Consider the simple test example below.
This test passes although the method changed the value of the reference given to it, it has no effect.
public void testNullify() {
Collection<Integer> c = new ArrayList<Integer>();
nullify(c);
assertNotNull(c);
final Collection<Integer> c1 = c;
assertTrue(c1.equals(c));
change(c);
assertTrue(c1.equals(c));
}
private void change(Collection<Integer> c) {
c = new ArrayList<Integer>();
}
public void nullify(Collection<?> t) {
t = null;
}
Stop a Variable’s Reassignment
While these answers are intellectually interesting, I've not read the short simple answer:
Use the keyword final when you want the compiler to prevent a
variable from being re-assigned to a different object.
Whether the variable is a static variable, member variable, local variable, or argument/parameter variable, the effect is entirely the same.
Example
Let’s see the effect in action.
Consider this simple method, where the two variables (arg and x) can both be re-assigned different objects.
// Example use of this method:
// this.doSomething( "tiger" );
void doSomething( String arg ) {
String x = arg; // Both variables now point to the same String object.
x = "elephant"; // This variable now points to a different String object.
arg = "giraffe"; // Ditto. Now neither variable points to the original passed String.
}
Mark the local variable as final. This results in a compiler error.
void doSomething( String arg ) {
final String x = arg; // Mark variable as 'final'.
x = "elephant"; // Compiler error: The final local variable x cannot be assigned.
arg = "giraffe";
}
Instead, let’s mark the parameter variable as final. This too results in a compiler error.
void doSomething( final String arg ) { // Mark argument as 'final'.
String x = arg;
x = "elephant";
arg = "giraffe"; // Compiler error: The passed argument variable arg cannot be re-assigned to another object.
}
Moral of the story:
If you want to ensure a variable always points to the same object,
mark the variable final.
Never Reassign Arguments
As good programming practice (in any language), you should never re-assign a parameter/argument variable to an object other than the object passed by the calling method. In the examples above, one should never write the line arg = . Since humans make mistakes, and programmers are human, let’s ask the compiler to assist us. Mark every parameter/argument variable as 'final' so that the compiler may find and flag any such re-assignments.
In Retrospect
As noted in other answers…
Given Java's original design goal of helping programmers to avoid dumb mistakes such as reading past the end of an array, Java should have been designed to automatically enforce all parameter/argument variables as 'final'. In other words, Arguments should not be variables. But hindsight is 20/20 vision, and the Java designers had their hands full at the time.
So, always add final to all arguments?
Should we add final to each and every method parameter being declared?
In theory, yes.
In practice, no.➥ Add final only when the method’s code is long or complicated, where the argument may be mistaken for a local or member variable and possibly re-assigned.
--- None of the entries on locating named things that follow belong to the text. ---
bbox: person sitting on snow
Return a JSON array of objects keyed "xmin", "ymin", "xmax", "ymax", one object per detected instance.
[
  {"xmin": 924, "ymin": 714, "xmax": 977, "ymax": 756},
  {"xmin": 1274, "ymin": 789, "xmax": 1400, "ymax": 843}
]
If you buy into the practice of never re-assigning an argument, you will be inclined to add a final to each. But this is tedious and makes the declaration a bit harder to read.
For short simple code where the argument is obviously an argument, and not a local variable nor a member variable, I do not bother adding the final. If the code is quite obvious, with no chance of me nor any other programmer doing maintenance or refactoring accidentally mistaking the argument variable as something other than an argument, then don’t bother. In my own work, I add final only in longer or more involved code where an argument might mistaken for a local or member variable.
#Another case added for the completeness
public class MyClass {
private int x;
//getters and setters
}
void doSomething( final MyClass arg ) { // Mark argument as 'final'.
arg = new MyClass(); // Compiler error: The passed argument variable arg cannot be re-assigned to another object.
arg.setX(20); // allowed
// We can re-assign properties of argument which is marked as final
}
record
Java 16 brings the new records feature. A record is a very brief way to define a class whose central purpose is to merely carry data, immutably and transparently.
You simply declare the class name along with the names and types of its member fields. The compiler implicitly provides the constructor, getters, equals & hashCode, and toString.
The fields are read-only, with no setters. So a record is one case where there is no need to mark the arguments final. They are already effectively final. Indeed, the compiler forbids using final when declaring the fields of a record.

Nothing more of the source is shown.